For once, he was going to do what he wanted.
He reached out and lightly grabbed her hand. “Stay. Please.”
Chapter 7
Tabitha stepped onto Miles’s porch, her shoes in her hand. Breath held, she carefully shut the front door behind her. Gave herself a moment to let out a tiny sigh of relief before crossing the porch. At the top of the stairs, she shot a quick, guilty glance back at the house.
Shoulders hunched, head ducked, she scurried down the steps and onto the sidewalk, the concrete cool and damp under her bare feet. She wasn’t proud of sneaking out of Miles’s bed without waking him.
But she couldn’t stay.
Last night he’d done exactly what he’d said he would do. He’d dismantled her. First with his words, then with his touch. He’d taken her apart, but he hadn’t broken her. Hadn’t destroyed her.
Until she’d found him in the middle of an anxiety attack.
He’d wrecked her with the fear in his eyes and the way he’d trusted her to take care of him. And when he’d taken a hold of her wrist and asked her to stay, she hadn’t been able to refuse him.
He’d needed her.
That was even better than him wanting her.

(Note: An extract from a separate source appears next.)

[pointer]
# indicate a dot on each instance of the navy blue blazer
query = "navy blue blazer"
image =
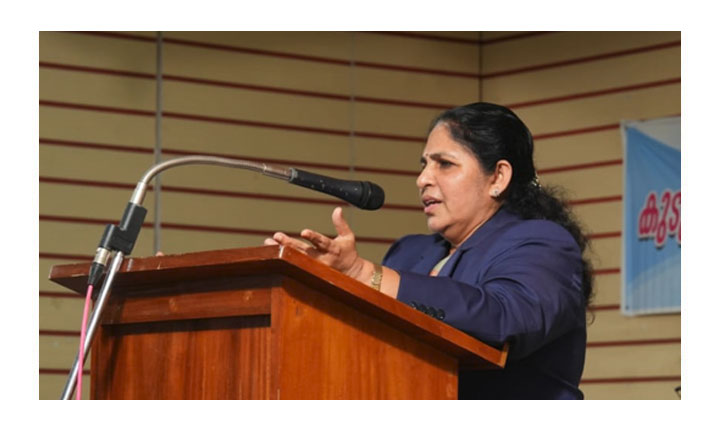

They’d laid on their backs on his bed side-by-side, his fingers wrapped lightly around her wrist as they’d both drifted off sleep.
But when she woke up, she was gripped in an all-too familiar terror. Even when she realized who the man sleeping soundly beside her was, that she was safe with him, the sudden onslaught of memories had left her reeling. Shaken.
Desperate to flee.
“Good morning.”
The sudden, unexpected greeting was cheerful. The voice bright. Feminine.
Tabitha jerked to a stop. Squeezed her eyes and, despite not believing in hopes, dreams, or prayers, sent a combination of them into the word with a murmured, “Please let them be passing by.”
She opened her eyes and saw a young woman pushing a bike up the sidewalk.
A tall, beautiful young woman wearing a sweatshirt, cutoffs and flip-flops, her auburn hair pulled back into a long ponytail, her face clean of makeup.
Tabitha laid a hand over her churning stomach. Her mind spun. She needed to think. The worst thing she could do was jump to conclusions. There were plenty of reasons why this girl was here, at Miles’s house, alone. Reasons that were reasonable.